Im Gegenzug profitiert der Skoda-Betrieb, bisher der einzige in der Peter-Gruppe, im Vertriebsalltag immer wieder von den Gruppensynergien. Erwähnt ein Kunde an einem anderen Standort Interesse an Skoda, leitet der dortige Verkäufer den Kontakt an den Betrieb in Nordhausen. Kommt es zum Kaufabschluss, erhält der vermittelnde Mitarbeiter eine Provision von 200 Euro. „Hier strahlt die Gruppe positiv in unser Tagesgeschäft hinein“, bringt es Helmut Peter auf den Punkt. Einige Verkaufsprofis der Peter-Gruppe verdienen sich auf diese Weise regelmäßig mehrere Hundert Euro dazu.

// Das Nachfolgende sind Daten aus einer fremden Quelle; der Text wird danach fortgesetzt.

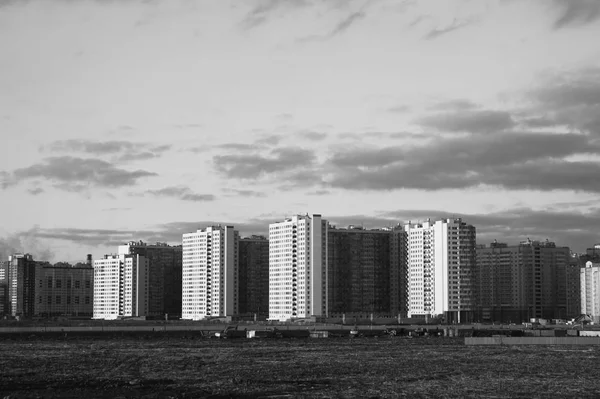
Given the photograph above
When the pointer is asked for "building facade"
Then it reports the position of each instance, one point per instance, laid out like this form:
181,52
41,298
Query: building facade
39,289
531,280
440,266
298,268
164,276
121,286
254,276
360,273
4,288
210,273
590,290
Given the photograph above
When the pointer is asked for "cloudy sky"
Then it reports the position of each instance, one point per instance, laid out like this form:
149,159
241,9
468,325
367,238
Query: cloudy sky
124,120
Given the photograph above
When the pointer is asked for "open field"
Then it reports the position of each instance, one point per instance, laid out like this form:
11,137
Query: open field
157,366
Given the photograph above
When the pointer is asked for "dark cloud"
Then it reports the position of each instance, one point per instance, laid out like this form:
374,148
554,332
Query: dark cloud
458,104
510,161
245,193
124,150
239,146
253,166
400,109
576,12
25,242
78,173
319,192
381,135
314,136
440,31
577,230
340,28
90,147
265,9
344,24
269,140
538,122
471,121
568,99
35,191
180,192
97,237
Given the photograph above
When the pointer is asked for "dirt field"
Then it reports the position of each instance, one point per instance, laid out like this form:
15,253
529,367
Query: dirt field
158,367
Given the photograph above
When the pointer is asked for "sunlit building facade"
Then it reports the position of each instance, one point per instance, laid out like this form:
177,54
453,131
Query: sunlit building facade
120,286
164,276
298,268
590,290
440,265
210,273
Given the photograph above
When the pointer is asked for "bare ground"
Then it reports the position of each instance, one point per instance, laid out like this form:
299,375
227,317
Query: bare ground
159,367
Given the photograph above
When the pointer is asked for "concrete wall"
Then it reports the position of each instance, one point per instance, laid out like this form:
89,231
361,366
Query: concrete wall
500,340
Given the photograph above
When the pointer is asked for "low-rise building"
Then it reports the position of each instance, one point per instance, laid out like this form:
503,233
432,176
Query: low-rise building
43,290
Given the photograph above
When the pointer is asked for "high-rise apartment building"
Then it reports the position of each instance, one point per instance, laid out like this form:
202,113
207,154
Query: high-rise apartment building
254,276
531,280
164,275
298,268
363,277
121,286
440,265
590,290
210,273
4,288
39,289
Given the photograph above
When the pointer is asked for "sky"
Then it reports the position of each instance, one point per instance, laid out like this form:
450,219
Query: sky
144,120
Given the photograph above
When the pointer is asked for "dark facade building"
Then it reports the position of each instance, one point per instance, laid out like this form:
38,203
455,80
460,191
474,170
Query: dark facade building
42,290
531,280
363,277
253,295
164,276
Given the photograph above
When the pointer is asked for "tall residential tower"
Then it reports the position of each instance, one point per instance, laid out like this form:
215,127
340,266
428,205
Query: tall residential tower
210,273
298,268
440,265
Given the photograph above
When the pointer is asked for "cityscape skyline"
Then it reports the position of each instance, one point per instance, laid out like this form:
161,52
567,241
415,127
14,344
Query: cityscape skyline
189,114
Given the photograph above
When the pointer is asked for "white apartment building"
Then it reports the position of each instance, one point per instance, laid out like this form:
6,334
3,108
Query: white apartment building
210,273
440,263
298,268
590,290
120,286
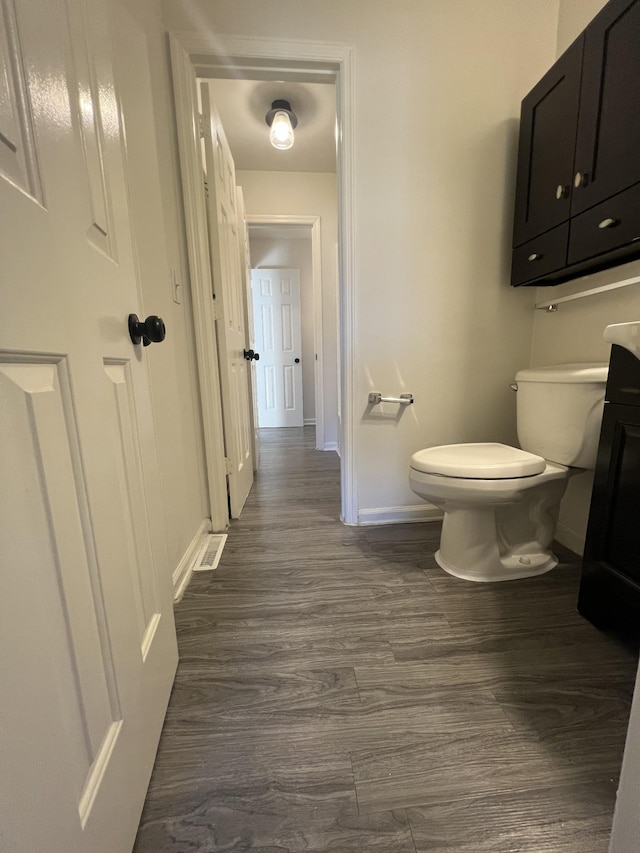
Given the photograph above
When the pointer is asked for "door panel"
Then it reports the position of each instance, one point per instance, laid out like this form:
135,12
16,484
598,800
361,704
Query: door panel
87,641
276,299
247,304
546,148
229,301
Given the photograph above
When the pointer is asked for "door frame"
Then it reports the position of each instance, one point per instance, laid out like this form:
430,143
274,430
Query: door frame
316,273
189,52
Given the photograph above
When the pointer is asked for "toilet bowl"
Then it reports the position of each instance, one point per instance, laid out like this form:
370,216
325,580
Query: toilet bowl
501,503
482,538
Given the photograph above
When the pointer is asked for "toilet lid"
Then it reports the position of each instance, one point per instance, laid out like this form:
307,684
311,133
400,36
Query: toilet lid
487,461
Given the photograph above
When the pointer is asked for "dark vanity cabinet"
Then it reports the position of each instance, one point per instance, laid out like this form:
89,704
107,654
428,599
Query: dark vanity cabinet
610,582
577,205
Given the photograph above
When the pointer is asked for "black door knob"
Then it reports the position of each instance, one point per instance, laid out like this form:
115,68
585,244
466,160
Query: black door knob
151,330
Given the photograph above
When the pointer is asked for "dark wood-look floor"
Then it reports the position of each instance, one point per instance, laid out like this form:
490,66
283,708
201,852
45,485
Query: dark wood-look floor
337,691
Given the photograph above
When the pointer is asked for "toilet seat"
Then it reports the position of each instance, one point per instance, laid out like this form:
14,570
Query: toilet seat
479,461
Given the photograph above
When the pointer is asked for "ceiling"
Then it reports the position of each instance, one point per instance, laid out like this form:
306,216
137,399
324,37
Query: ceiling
243,105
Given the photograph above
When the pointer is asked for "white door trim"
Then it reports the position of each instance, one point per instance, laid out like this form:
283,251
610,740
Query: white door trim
316,268
189,49
186,101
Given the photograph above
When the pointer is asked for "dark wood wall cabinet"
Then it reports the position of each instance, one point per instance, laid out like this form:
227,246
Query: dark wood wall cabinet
610,582
577,205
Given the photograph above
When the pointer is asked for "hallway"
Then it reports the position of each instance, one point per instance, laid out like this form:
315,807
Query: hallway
338,691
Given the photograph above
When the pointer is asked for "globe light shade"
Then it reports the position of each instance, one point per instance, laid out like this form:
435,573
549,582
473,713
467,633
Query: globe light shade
281,135
282,120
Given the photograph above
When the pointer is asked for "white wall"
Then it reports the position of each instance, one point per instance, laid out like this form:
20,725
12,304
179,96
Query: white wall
437,93
283,253
307,194
156,203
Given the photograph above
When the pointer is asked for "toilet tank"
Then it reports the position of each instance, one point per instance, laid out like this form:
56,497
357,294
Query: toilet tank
560,411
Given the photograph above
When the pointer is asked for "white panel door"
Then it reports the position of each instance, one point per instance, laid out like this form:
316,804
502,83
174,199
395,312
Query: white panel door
276,307
245,267
229,304
87,639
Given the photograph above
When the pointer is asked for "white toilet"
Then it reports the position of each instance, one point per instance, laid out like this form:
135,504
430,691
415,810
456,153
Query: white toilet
501,504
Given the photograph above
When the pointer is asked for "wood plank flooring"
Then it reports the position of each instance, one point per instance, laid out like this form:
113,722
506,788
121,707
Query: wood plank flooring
337,691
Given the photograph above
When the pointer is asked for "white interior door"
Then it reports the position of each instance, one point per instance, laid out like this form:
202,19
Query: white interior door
87,640
245,267
276,306
229,304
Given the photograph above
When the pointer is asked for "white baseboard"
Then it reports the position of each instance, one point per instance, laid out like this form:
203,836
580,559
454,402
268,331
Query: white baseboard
399,514
190,558
569,538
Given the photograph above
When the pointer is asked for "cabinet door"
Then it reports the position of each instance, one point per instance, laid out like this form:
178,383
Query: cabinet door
546,149
608,138
610,583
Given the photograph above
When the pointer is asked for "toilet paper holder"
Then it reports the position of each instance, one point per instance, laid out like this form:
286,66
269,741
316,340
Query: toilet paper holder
376,397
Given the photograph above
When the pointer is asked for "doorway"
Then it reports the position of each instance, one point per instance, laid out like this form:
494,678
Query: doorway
194,55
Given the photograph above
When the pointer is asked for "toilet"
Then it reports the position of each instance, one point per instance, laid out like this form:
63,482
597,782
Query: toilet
501,503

In besonderer Weise nutzt der Skoda-Betrieb die Gruppeneffekte im Marketing. Die Fäden laufen im zentralen Marketing-Team zusammen. Dadurch können die Mitarbeiter schnell lernen, warum eine Aktion funktioniert und eine andere nicht. Dazu kommt, dass die Verantwortlichen im Skoda-Betrieb, Centerleiter Torsten Wiesner und Verkaufsleiterin Sabrina John, sich nicht scheuen, auf das zentrale Marketing zuzukommen. „In diesem Zusammenspiel entstehen punktgenaue Aktionen, die zum Anlass passen“, lobt Marion Pomsel, die Leiterin der Marketingabteilung.

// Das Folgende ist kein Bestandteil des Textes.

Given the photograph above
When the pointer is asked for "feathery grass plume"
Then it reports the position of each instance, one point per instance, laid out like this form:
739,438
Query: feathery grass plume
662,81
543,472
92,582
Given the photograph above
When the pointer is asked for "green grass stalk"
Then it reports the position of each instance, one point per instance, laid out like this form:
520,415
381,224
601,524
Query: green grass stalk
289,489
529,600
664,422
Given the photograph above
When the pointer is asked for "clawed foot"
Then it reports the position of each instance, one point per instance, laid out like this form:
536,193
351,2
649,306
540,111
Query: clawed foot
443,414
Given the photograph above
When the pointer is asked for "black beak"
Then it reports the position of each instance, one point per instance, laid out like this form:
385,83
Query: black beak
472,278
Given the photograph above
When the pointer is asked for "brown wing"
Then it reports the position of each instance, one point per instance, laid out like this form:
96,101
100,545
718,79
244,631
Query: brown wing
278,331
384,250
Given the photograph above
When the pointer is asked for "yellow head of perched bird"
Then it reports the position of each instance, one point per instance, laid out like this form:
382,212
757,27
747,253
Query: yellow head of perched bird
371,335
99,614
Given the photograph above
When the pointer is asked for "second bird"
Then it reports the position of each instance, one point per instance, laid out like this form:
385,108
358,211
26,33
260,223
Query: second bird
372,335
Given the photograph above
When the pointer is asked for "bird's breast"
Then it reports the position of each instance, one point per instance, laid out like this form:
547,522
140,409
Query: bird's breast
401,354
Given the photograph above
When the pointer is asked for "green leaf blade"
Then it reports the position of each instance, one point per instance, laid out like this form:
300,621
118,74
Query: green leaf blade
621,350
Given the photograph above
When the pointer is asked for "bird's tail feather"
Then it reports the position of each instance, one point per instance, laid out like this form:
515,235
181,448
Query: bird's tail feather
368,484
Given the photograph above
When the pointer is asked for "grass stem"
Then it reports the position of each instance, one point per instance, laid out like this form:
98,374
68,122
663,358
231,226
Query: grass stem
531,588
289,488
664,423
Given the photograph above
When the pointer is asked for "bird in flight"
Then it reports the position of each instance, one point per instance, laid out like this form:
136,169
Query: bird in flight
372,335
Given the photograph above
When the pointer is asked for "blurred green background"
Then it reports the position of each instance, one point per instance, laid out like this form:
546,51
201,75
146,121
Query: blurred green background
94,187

Beispielsweise hatte die Skoda-Autowelt Peter zur Einführung des neuen Fabia für drei Aktionstage auf das Marketing zurückgegriffen, um die Interessenten durch drei gänzlich unterschiedliche Events auf verschiedenen emotionalen Ebenen abzuholen. Neben einem klassischen Präsentationstag im Autohaus sowie einem weiteren Aktionstag zum Advent wurde der Fabia drittens vor der historischen Kulisse des nahe gelegenen Klosters Walkenried präsentiert. An außergewöhnliche Orte kommt man eben leichter, wenn bereits Kontakte bestehen.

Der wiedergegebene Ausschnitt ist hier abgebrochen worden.